Ouvertures: “…a philosophical poetic dream of a documentary.”

A review by Lorry Kikta for Film Threat.

Directors Louis Henderson and Olivier Marboeuf bring us the not-quite-a-documentary Ouvertures. The film was written and performed by The Living and The Dead Ensemble, which is composed of actors, poets, and performers from Haiti, France, and the United Kingdom. Ouvertures disguises itself at first, masquerading as a documentary about the ensemble’s translation of the play Monsieur Toussaint by Edouard Glissant from French to Creole. Essentially this is what the movie is about, but the film does not approach the subject or actions in the way that a typical documentary would. I would call the motion picture more narrative non-fiction than documentary if I felt like classifying it at all.

Ouvertures starts during winter in France’s Jura mountains, where Napoleon Bonaparte imprisoned famous Haitian General and revolutionary Toussaint L’Ouverture. We hear part of L’Ouverture’s letter to Bonaparte. We see a cell that represents his time in prison.

Act 2 takes us to Haiti. Collective members are singing a song about L’Ouverture. Then we see two other ensemble members rapping part of the play while another one plays the drums. From here, we are treated to several poetically philosophical vignettes where we are told about important figures of Haitian history such as Francois Mackendal and Macaya. We learn about “maroons,” a derogatory term for fugitive slaves. We learn not only about Haiti’s past but its present and where the country is headed in the future.

“…philosophical vignettes where we are told about important figures of Haitian history…”

Ouvertures is a philosophical, poetic dream of a documentary. It tells us so much through the performances of The Living and The Dead Collective.
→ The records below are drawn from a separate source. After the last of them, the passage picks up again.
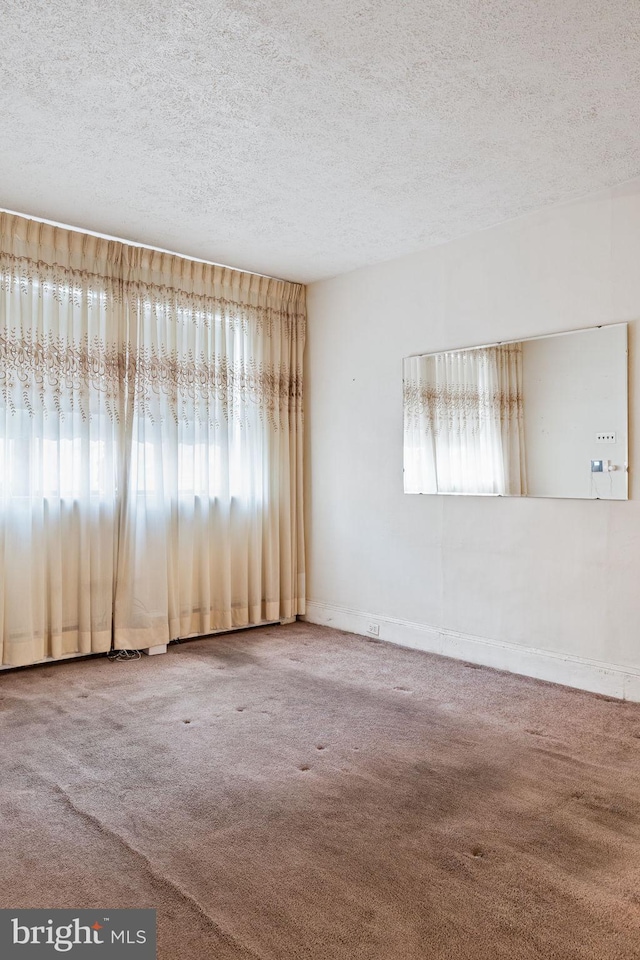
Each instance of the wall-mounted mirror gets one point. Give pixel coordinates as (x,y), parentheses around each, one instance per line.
(545,417)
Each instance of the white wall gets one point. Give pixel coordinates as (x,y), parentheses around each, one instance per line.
(547,587)
(575,387)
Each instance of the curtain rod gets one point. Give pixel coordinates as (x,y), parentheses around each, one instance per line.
(136,243)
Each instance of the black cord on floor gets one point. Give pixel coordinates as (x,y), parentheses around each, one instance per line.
(124,655)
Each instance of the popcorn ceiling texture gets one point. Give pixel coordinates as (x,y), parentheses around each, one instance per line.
(304,138)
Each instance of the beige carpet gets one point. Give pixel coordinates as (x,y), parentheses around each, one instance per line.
(298,792)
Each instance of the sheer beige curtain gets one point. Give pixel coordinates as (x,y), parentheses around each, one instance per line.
(463,422)
(60,305)
(211,532)
(150,445)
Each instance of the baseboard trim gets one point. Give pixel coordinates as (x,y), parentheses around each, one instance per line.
(610,679)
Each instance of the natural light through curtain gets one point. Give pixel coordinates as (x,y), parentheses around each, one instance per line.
(463,422)
(150,445)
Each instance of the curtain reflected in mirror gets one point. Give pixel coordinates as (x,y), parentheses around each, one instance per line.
(519,419)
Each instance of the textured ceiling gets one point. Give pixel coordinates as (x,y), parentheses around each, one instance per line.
(303,138)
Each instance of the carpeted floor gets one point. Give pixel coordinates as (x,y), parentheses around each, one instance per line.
(296,792)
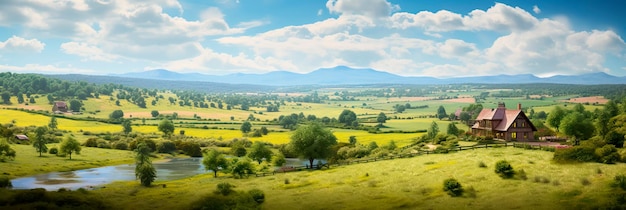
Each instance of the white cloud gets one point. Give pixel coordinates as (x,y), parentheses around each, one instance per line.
(21,45)
(536,9)
(369,8)
(47,69)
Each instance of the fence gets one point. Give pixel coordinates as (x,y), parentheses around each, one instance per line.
(408,155)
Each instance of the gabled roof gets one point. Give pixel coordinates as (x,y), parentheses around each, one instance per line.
(506,118)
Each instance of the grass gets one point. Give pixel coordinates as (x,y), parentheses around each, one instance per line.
(399,184)
(27,161)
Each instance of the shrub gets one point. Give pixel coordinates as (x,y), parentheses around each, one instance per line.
(5,182)
(576,154)
(504,169)
(120,145)
(620,181)
(224,188)
(257,195)
(53,151)
(452,187)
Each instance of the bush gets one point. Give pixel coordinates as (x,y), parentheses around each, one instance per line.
(575,154)
(224,188)
(452,187)
(504,169)
(257,195)
(5,182)
(120,145)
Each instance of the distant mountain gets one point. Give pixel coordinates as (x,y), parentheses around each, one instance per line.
(342,75)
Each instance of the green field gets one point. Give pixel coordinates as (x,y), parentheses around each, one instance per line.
(412,183)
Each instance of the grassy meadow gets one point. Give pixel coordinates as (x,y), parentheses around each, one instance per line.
(411,183)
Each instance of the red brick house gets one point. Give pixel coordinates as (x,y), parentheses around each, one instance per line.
(59,106)
(502,123)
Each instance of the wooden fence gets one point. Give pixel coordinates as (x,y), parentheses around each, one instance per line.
(407,155)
The discussions and actions are real, but they are also performative. The film could be seen as a giant performance art piece and is definitely one of the more interesting ones I have seen. It discusses Haitian identity, the perils of colonialism, the importance of black culture, and more things that all of us definitely need to familiarize ourselves with if we have not already.

If you enjoy documentaries that are a little bit more staged, rather than being direct documentation, you will undoubtedly enjoy Ouvertures. I feel like I mention him too much (oh well), but people who enjoy the work of William Greaves, particularly Symbiopsychotaxiplasm, will certainly enjoy this film. It stretches the fabric of what a documentary can be as it explores where reality meets fiction and how sometimes the two are indistinguishable. It also tells the story that it sets out to as well without drowning in pomposity.

I can admit that I feel like this film could have been just a tad bit shorter, but I’m just a big fan of the ninety-minute film. Other than that, I think Ouvertures is one of the most interesting documentaries I have seen this year, and I wholeheartedly recommend you see it.